There are 2 email addresses in our domain that are receiving all the spam emails. Out of 300 email addresses.  

Also, is there anything I could of had in place or should have in place to prevent this?

 We have Advanced Threat Protection in place if that helps with this kind of thing.

you deal with microsoft. means they handle your spam issues. poorly. there is not much you can do. you can add a local antispam as an outlook module of some sort, but that will be crazily inefficient.

send me the headers

only 2 addresses is reassuring as we don't need to figure out how your addresses were harvested. they just probably got exposed accidentally.

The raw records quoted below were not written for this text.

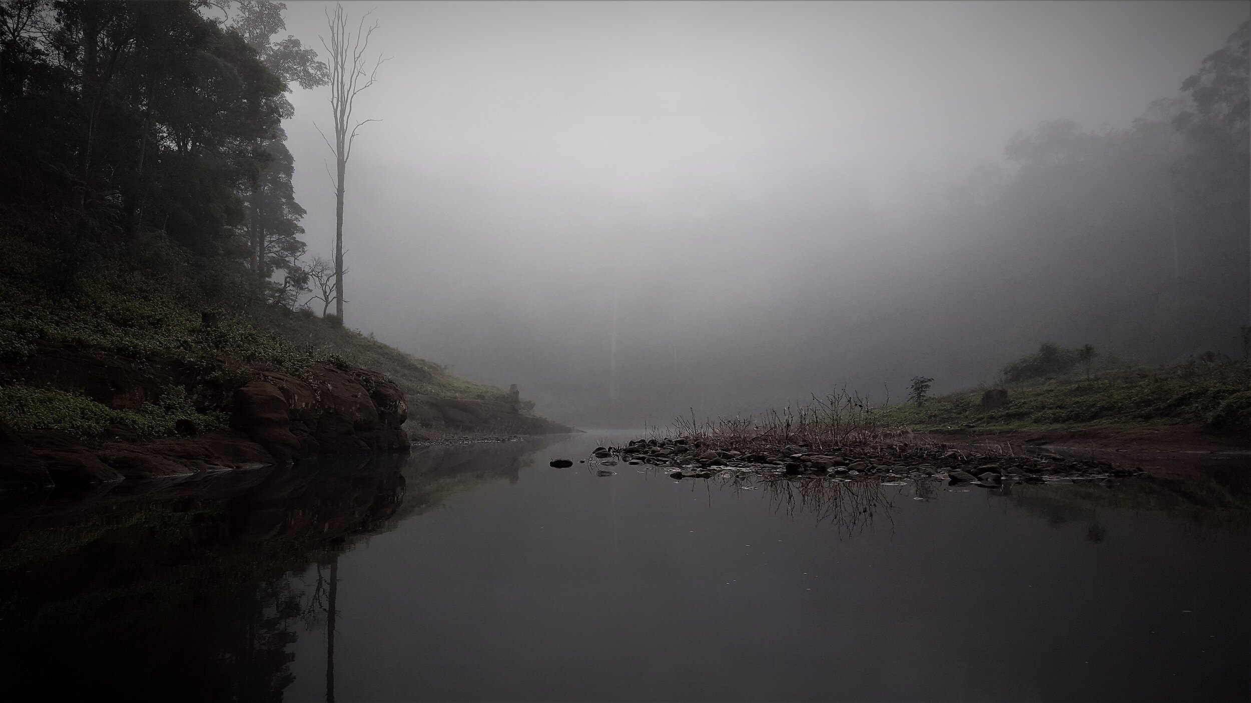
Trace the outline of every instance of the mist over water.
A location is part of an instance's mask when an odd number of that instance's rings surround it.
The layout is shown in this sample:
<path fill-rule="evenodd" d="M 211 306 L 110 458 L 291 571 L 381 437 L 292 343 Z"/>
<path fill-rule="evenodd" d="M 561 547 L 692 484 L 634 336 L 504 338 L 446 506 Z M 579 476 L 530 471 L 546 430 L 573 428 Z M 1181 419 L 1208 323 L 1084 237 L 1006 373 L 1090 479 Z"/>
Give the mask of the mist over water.
<path fill-rule="evenodd" d="M 288 30 L 315 43 L 322 13 L 290 4 Z M 1233 354 L 1247 321 L 1246 188 L 1197 198 L 1227 184 L 1178 170 L 1172 126 L 1245 3 L 372 16 L 393 59 L 357 105 L 380 121 L 348 166 L 348 324 L 554 419 L 899 398 L 918 374 L 955 390 L 1045 340 Z M 327 93 L 291 101 L 325 254 Z"/>

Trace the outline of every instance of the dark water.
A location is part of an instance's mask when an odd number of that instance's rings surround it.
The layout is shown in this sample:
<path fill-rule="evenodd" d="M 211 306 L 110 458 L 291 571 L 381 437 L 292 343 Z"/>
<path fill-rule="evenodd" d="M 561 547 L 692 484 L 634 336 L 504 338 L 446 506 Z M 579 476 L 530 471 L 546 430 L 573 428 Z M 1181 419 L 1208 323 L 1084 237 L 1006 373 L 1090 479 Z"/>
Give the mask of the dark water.
<path fill-rule="evenodd" d="M 1251 697 L 1251 469 L 991 494 L 547 465 L 609 438 L 0 507 L 6 699 Z"/>

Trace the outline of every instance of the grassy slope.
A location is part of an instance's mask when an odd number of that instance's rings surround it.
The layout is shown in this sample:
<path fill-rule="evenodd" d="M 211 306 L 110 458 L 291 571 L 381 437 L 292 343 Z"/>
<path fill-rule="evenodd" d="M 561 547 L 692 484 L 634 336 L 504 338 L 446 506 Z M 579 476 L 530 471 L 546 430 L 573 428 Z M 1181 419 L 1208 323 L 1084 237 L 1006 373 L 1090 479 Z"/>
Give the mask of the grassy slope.
<path fill-rule="evenodd" d="M 1251 364 L 1246 363 L 1196 363 L 1011 385 L 1010 404 L 997 410 L 981 408 L 982 392 L 894 405 L 884 410 L 884 419 L 931 432 L 1251 435 Z"/>
<path fill-rule="evenodd" d="M 315 362 L 343 360 L 383 373 L 412 400 L 414 395 L 504 400 L 502 389 L 449 374 L 443 367 L 393 349 L 349 329 L 335 328 L 306 313 L 256 315 L 219 311 L 216 328 L 201 324 L 199 303 L 181 281 L 135 270 L 101 269 L 59 296 L 44 293 L 38 280 L 40 256 L 31 246 L 0 240 L 0 363 L 18 364 L 39 344 L 65 343 L 140 359 L 173 354 L 185 359 L 224 359 L 225 373 L 249 368 L 305 375 Z M 181 389 L 170 389 L 168 403 L 121 413 L 86 398 L 8 387 L 0 389 L 0 422 L 19 429 L 63 429 L 93 434 L 96 425 L 134 425 L 140 434 L 173 433 L 174 422 L 221 424 L 196 414 Z M 203 415 L 203 417 L 201 417 Z"/>

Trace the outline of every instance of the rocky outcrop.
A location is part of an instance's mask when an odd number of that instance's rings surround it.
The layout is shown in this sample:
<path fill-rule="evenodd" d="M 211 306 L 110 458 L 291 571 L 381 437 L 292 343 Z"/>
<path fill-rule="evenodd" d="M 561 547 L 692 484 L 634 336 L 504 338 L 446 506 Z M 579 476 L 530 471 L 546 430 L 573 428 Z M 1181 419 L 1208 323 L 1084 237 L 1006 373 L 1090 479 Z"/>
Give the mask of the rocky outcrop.
<path fill-rule="evenodd" d="M 261 374 L 235 389 L 231 405 L 231 427 L 281 462 L 408 447 L 403 393 L 364 369 L 318 364 L 311 382 Z"/>
<path fill-rule="evenodd" d="M 0 490 L 160 478 L 290 464 L 318 455 L 407 450 L 404 395 L 382 374 L 314 364 L 301 377 L 176 357 L 129 359 L 69 345 L 40 348 L 0 364 L 0 384 L 21 383 L 88 397 L 115 410 L 156 403 L 181 387 L 200 409 L 226 412 L 230 429 L 145 439 L 15 432 L 0 427 Z"/>

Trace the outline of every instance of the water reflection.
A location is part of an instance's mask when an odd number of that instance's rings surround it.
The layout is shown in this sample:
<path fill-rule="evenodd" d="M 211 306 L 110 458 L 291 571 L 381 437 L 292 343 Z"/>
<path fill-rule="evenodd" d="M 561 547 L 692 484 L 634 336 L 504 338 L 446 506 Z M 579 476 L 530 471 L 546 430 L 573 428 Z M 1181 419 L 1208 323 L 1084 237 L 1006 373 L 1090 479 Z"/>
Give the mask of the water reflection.
<path fill-rule="evenodd" d="M 572 448 L 580 447 L 578 442 L 563 447 L 562 455 L 577 457 Z M 1136 597 L 1142 602 L 1166 598 L 1172 588 L 1196 602 L 1208 598 L 1225 607 L 1222 594 L 1251 583 L 1245 565 L 1216 564 L 1193 542 L 1225 535 L 1212 543 L 1213 553 L 1247 547 L 1251 503 L 1246 480 L 1236 473 L 1165 475 L 1116 487 L 1075 483 L 993 489 L 948 488 L 933 480 L 738 479 L 728 473 L 712 480 L 673 482 L 643 467 L 618 467 L 620 474 L 607 478 L 577 464 L 550 469 L 544 447 L 535 442 L 432 447 L 407 458 L 163 483 L 123 482 L 86 494 L 49 494 L 5 505 L 0 508 L 0 674 L 8 683 L 6 697 L 94 698 L 110 689 L 140 699 L 180 700 L 534 698 L 542 693 L 557 698 L 908 698 L 929 690 L 908 688 L 921 685 L 924 677 L 902 675 L 889 684 L 857 678 L 876 670 L 876 664 L 858 658 L 877 647 L 872 643 L 878 635 L 863 633 L 908 630 L 919 618 L 945 623 L 927 628 L 948 633 L 963 649 L 981 640 L 1002 642 L 1006 650 L 1028 649 L 1037 644 L 1035 639 L 1046 639 L 1037 632 L 1011 639 L 1003 629 L 1008 625 L 990 610 L 985 615 L 893 610 L 899 603 L 917 609 L 958 602 L 971 588 L 961 579 L 975 579 L 976 588 L 1002 592 L 1008 600 L 1022 595 L 1013 589 L 1042 592 L 1045 577 L 1040 574 L 1068 573 L 1062 559 L 1070 553 L 1031 525 L 1055 533 L 1068 549 L 1083 544 L 1117 549 L 1137 540 L 1137 547 L 1125 552 L 1135 554 L 1150 545 L 1151 552 L 1143 553 L 1152 554 L 1151 562 L 1131 564 L 1138 575 L 1117 587 L 1147 583 L 1160 589 L 1150 598 Z M 440 513 L 444 505 L 449 508 Z M 1182 525 L 1185 539 L 1178 542 L 1181 533 L 1168 524 Z M 392 542 L 378 549 L 372 544 L 375 539 Z M 397 560 L 397 554 L 404 558 Z M 1113 579 L 1123 569 L 1072 554 L 1077 557 L 1072 578 L 1111 569 L 1100 578 Z M 1052 562 L 1048 570 L 1027 575 L 1047 559 Z M 1185 569 L 1177 565 L 1182 563 Z M 898 569 L 902 580 L 878 575 L 883 567 Z M 348 582 L 345 573 L 352 574 Z M 809 600 L 821 589 L 808 579 L 818 578 L 834 590 Z M 347 590 L 344 583 L 350 584 Z M 1016 585 L 993 585 L 998 583 Z M 948 587 L 955 595 L 943 590 Z M 379 595 L 397 590 L 407 600 Z M 1060 605 L 1086 613 L 1083 608 L 1093 607 L 1091 594 L 1098 592 L 1083 590 L 1081 598 Z M 1032 590 L 1028 595 L 1047 598 Z M 1072 594 L 1060 589 L 1050 598 Z M 873 605 L 878 599 L 888 605 Z M 585 609 L 563 619 L 565 609 L 583 600 Z M 858 609 L 841 610 L 841 603 Z M 1035 610 L 1048 604 L 1031 603 Z M 1151 613 L 1133 610 L 1133 603 L 1103 600 L 1096 612 L 1110 622 L 1117 617 L 1123 623 L 1150 620 Z M 754 609 L 761 609 L 758 618 Z M 1248 620 L 1246 610 L 1235 607 L 1222 615 L 1228 622 L 1221 627 L 1241 627 Z M 936 619 L 948 617 L 965 619 Z M 413 618 L 419 624 L 402 627 L 387 640 L 387 628 L 379 623 L 393 618 Z M 1072 628 L 1086 622 L 1073 618 Z M 1012 627 L 1033 632 L 1026 613 L 1016 619 L 1021 622 Z M 590 632 L 599 639 L 593 644 L 579 639 L 587 622 L 597 623 Z M 851 649 L 841 657 L 854 665 L 796 669 L 793 659 L 774 662 L 758 653 L 756 663 L 764 670 L 753 674 L 753 680 L 763 680 L 763 688 L 753 688 L 756 683 L 736 679 L 746 669 L 699 654 L 707 650 L 712 657 L 727 643 L 732 652 L 749 647 L 752 638 L 776 639 L 782 637 L 778 628 L 804 632 L 808 627 L 817 628 L 817 639 L 778 650 L 838 648 L 846 639 Z M 853 632 L 869 640 L 856 642 Z M 671 650 L 682 652 L 708 673 L 673 678 L 677 674 L 671 675 L 664 652 L 653 654 L 656 648 L 648 644 L 656 638 L 672 640 Z M 892 639 L 888 649 L 921 647 L 909 642 Z M 1225 663 L 1241 660 L 1245 643 L 1226 644 L 1242 647 L 1241 653 L 1213 658 L 1196 642 L 1193 658 L 1187 658 L 1188 650 L 1170 657 L 1185 660 L 1195 675 L 1223 675 L 1222 692 L 1247 687 L 1246 675 L 1231 674 Z M 1113 645 L 1128 652 L 1136 644 L 1108 643 Z M 950 652 L 942 644 L 927 647 Z M 362 678 L 362 657 L 392 660 L 397 652 L 408 655 L 409 650 L 418 659 L 424 653 L 429 663 L 384 667 L 380 679 Z M 455 658 L 458 652 L 462 659 Z M 532 654 L 542 658 L 528 659 Z M 970 655 L 976 659 L 977 654 Z M 926 658 L 918 655 L 916 662 Z M 509 668 L 512 659 L 517 659 L 515 669 Z M 483 662 L 490 663 L 487 668 L 494 678 L 475 678 L 455 668 L 480 672 Z M 909 665 L 919 665 L 916 662 Z M 973 675 L 976 665 L 968 680 L 947 680 L 962 665 L 926 669 L 931 679 L 947 682 L 931 680 L 932 690 L 951 692 L 932 698 L 1048 698 L 1042 689 L 1022 695 L 1005 693 L 1008 688 L 978 689 L 990 684 Z M 575 668 L 579 674 L 553 678 L 549 667 Z M 847 667 L 862 673 L 852 675 Z M 427 678 L 404 678 L 417 675 L 413 670 Z M 627 670 L 646 674 L 624 677 Z M 1097 688 L 1103 680 L 1098 673 L 1082 675 L 1096 677 L 1083 685 Z M 1040 674 L 1038 680 L 1045 678 Z M 1000 684 L 1007 685 L 995 685 Z M 1152 689 L 1145 684 L 1125 690 L 1130 697 Z"/>
<path fill-rule="evenodd" d="M 515 482 L 535 448 L 427 448 L 0 507 L 5 694 L 278 700 L 289 645 L 320 630 L 333 700 L 339 555 L 457 490 Z M 310 585 L 290 578 L 308 564 Z"/>

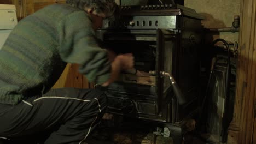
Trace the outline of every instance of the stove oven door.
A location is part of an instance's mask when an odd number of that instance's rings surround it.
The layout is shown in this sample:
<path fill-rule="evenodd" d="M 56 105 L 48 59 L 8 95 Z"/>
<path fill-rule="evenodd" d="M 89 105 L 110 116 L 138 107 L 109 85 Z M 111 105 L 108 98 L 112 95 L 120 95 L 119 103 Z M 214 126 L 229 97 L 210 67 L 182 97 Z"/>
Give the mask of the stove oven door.
<path fill-rule="evenodd" d="M 176 104 L 169 80 L 160 71 L 172 74 L 176 61 L 176 34 L 173 30 L 98 30 L 104 46 L 115 53 L 132 53 L 135 67 L 143 74 L 123 71 L 118 81 L 98 87 L 108 98 L 107 112 L 138 118 L 172 122 Z M 156 71 L 150 75 L 149 71 Z"/>

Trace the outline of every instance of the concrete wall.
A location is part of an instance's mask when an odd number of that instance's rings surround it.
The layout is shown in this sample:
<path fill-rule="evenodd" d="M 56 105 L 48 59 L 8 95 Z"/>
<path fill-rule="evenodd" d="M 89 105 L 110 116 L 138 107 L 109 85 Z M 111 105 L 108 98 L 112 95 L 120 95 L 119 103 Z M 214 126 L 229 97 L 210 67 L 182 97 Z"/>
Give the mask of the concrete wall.
<path fill-rule="evenodd" d="M 232 26 L 234 15 L 240 15 L 240 1 L 184 0 L 184 5 L 194 9 L 206 17 L 207 20 L 202 22 L 206 28 L 229 27 Z M 121 0 L 123 5 L 145 4 L 147 2 L 147 0 Z M 211 37 L 213 37 L 214 39 L 220 38 L 234 43 L 238 42 L 238 32 L 222 32 Z"/>
<path fill-rule="evenodd" d="M 202 22 L 206 28 L 231 27 L 234 15 L 239 15 L 241 0 L 185 0 L 184 5 L 206 17 Z M 238 32 L 222 32 L 213 35 L 234 43 L 238 41 Z"/>

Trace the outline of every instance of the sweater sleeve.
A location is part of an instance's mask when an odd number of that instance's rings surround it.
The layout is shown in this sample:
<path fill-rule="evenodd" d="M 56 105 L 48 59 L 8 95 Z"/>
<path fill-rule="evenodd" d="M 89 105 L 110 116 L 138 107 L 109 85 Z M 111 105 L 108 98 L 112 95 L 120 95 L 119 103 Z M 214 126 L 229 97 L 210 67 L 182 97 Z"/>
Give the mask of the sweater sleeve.
<path fill-rule="evenodd" d="M 89 82 L 102 84 L 110 77 L 107 50 L 98 45 L 91 20 L 83 11 L 67 15 L 60 24 L 59 53 L 63 61 L 79 65 Z"/>

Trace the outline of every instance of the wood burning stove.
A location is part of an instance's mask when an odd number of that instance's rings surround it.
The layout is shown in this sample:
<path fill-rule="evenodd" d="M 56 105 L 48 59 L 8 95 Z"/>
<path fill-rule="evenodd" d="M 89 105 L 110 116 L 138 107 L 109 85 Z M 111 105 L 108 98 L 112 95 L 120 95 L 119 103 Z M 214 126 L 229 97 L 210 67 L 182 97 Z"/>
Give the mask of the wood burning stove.
<path fill-rule="evenodd" d="M 196 113 L 203 19 L 193 9 L 168 4 L 122 7 L 118 21 L 105 20 L 96 34 L 107 47 L 132 53 L 137 69 L 155 71 L 145 76 L 123 73 L 108 87 L 97 87 L 108 97 L 108 112 L 165 123 Z M 173 75 L 186 103 L 179 104 L 163 71 Z"/>

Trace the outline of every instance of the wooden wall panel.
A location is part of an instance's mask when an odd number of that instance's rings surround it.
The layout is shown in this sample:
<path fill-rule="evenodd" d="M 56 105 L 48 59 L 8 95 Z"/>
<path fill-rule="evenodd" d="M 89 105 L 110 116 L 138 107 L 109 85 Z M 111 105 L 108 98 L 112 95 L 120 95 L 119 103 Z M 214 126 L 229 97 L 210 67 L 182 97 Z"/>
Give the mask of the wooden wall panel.
<path fill-rule="evenodd" d="M 11 4 L 11 0 L 0 0 L 0 4 Z"/>
<path fill-rule="evenodd" d="M 252 143 L 256 104 L 256 1 L 241 0 L 237 91 L 228 143 Z M 254 140 L 255 141 L 255 140 Z M 253 141 L 256 143 L 256 141 Z"/>

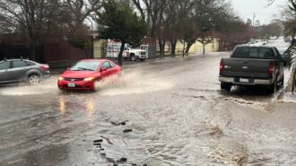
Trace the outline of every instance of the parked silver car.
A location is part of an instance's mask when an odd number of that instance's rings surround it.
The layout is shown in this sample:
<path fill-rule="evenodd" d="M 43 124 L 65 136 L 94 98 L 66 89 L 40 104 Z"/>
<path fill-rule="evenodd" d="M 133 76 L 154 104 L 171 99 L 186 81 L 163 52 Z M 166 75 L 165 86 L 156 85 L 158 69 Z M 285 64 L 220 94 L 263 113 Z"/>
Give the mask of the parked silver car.
<path fill-rule="evenodd" d="M 0 83 L 22 83 L 38 84 L 50 76 L 49 66 L 27 59 L 0 61 Z"/>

one way to handle the issue is to change this addresses if that is somehow feasible in your case.

You could set your Junk mail filter to Exclusive whereby only emails coming from safe senders list will arrive your Inbox.

But here is a danger that some legit mails get sent to junk folder because they are not in safe senders list.

Consider that first before you do it.

Open outlook.com > top right next to your name, click the Gear icon > click More mail settings > right side, under Preventing junk emails, click Filters and Reporting > select Exclusive > click Save when done.

Found out the issue:

 Just found out that our company Verizon account was hacked and the hackers ordered several iphones and then crushed the 2 email accounts on the Verizon account with massive spam attack to bury the email from Verizon that phones had been ordered.  

Just found out that our company Verizon account was hacked and the hackers ordered several iphones and then crushed the 2 email accounts on the Verizon account with massive spam attack to bury the email from Verizon that phones had been ordered.  

both interesting and somehow weird since they could delete said email quite easily if they hacked the accounts. i would assume something a little more complex involving an xss like hack to grab information from the email without actually knowing the password... care to  share the details ?

beware the computers accessing said accounts might be compromised.